Love Gone Dumb

okay, so right off the bat there are a couple of things that i should make clear so you can get the whole picture. firstly i am a lesbian. i hate saying that, because i don't like to be labeled. i am much more than that, but in the past 9 tears i have only been with beautiful women. secondly i think that i am attracted to straight women because it is a challenge and i think that i don't really want to be with anyone person for the rest of my life. at least that's what i'm trying to find out...if i secretly want to be on my own. it's like i sabotage the relationship before it even begins. i currently went through a breakup with an amazing women with whom i had been with for six years. we met at a lodge on a boat and sailed off into the sunset everynight. after the lodge we travelled and worked as we went. finally settling down in a city with a cute little apartment and a cat. we dreamed of getting married, possibly having children and buying a nice house. my family loved, loves her and her family....well let's just say they didn't take to me at first. so our lives were sailing along just great, her with a respectable well paying job and my career taking off as well. just as things were looking pretty good she slams me with a "i think i might get my own place". at first i was shocked and wanted to know when she decided this and how long had she felt like this. i went for a walk and was surprised to realize i felt a sense of relief. i had felt so responsible for her, for bringing her into "this lifestyle". she said it was too hard. that getting married and having children would be too hard. can't love make it okay? now our love was strong, so i thought. we would have candle light dinners, bubble baths, dancing in the livingroom, flowers, camping trips, biking trips, we would dream together, and tell eachother everything and i mean everything.

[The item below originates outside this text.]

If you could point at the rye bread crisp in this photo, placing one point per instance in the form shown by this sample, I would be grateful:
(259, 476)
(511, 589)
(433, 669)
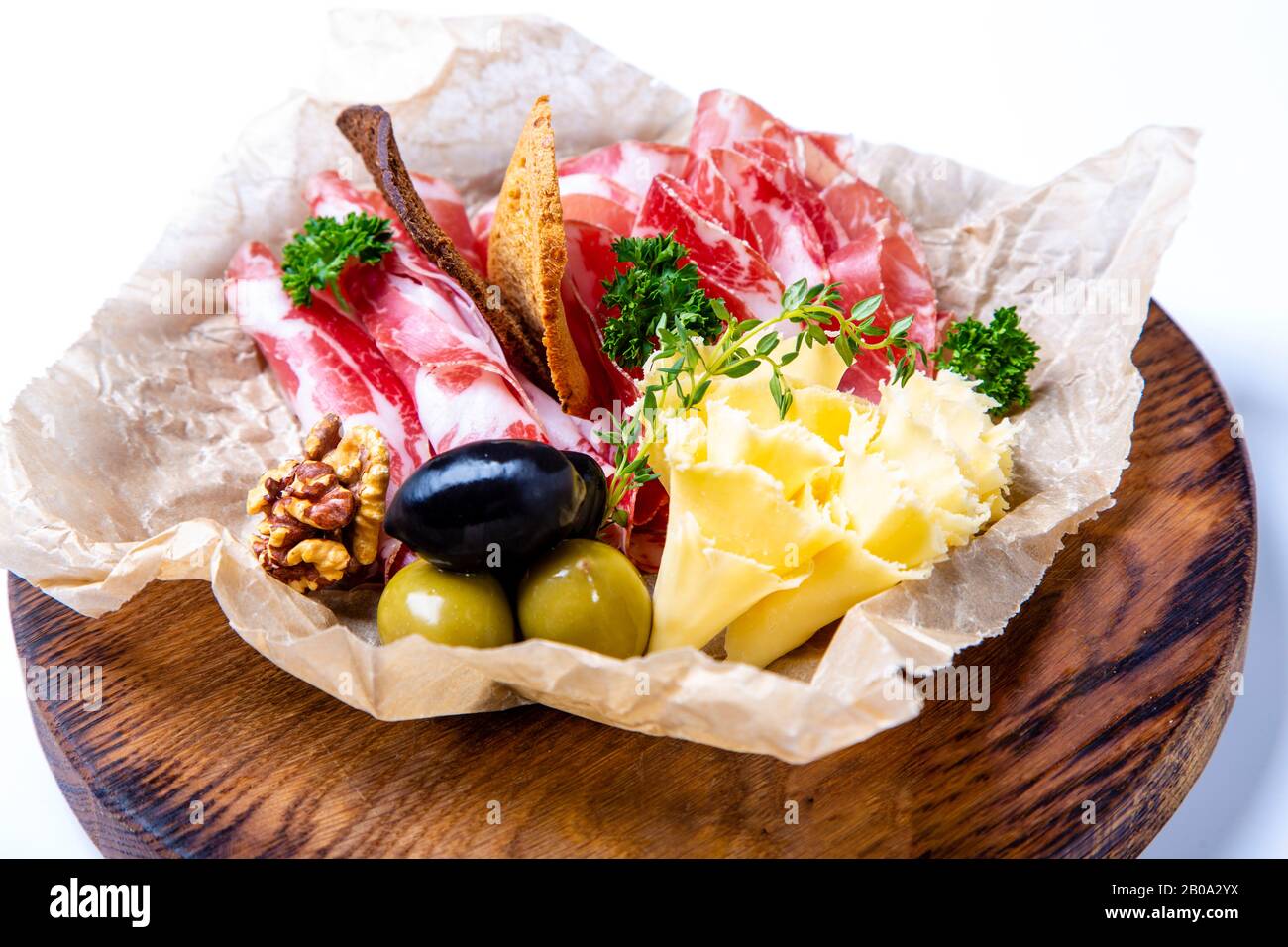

so now here i am living with all of my crap in boxes, with the cat of course....he loves me! and oh yeah, we just leased a $30,000 car that i am now stuck with for three more years.  the weird thing is that the breakup was discussed on a tuesday i packed on the wednesday and thursday and moved on the friday. i gave up pretty quick. i think i always knew. why would i stay if i always knew? she is my best friend. the sex sucked, but i think i would have always stayed. i am very loyal.


i worry that i will continue the cycle. i just want someone that wants to have fun, is honest, light hearted, hard working, down to earth, likes to play, party and enjoy life. is that possible? i think i'm doomed to be alone. a crazy cat lady maybe. a drunk crazy cat lady.


well, if you read this and have any thoughts, feel free. please be gentle, i'm sensitive.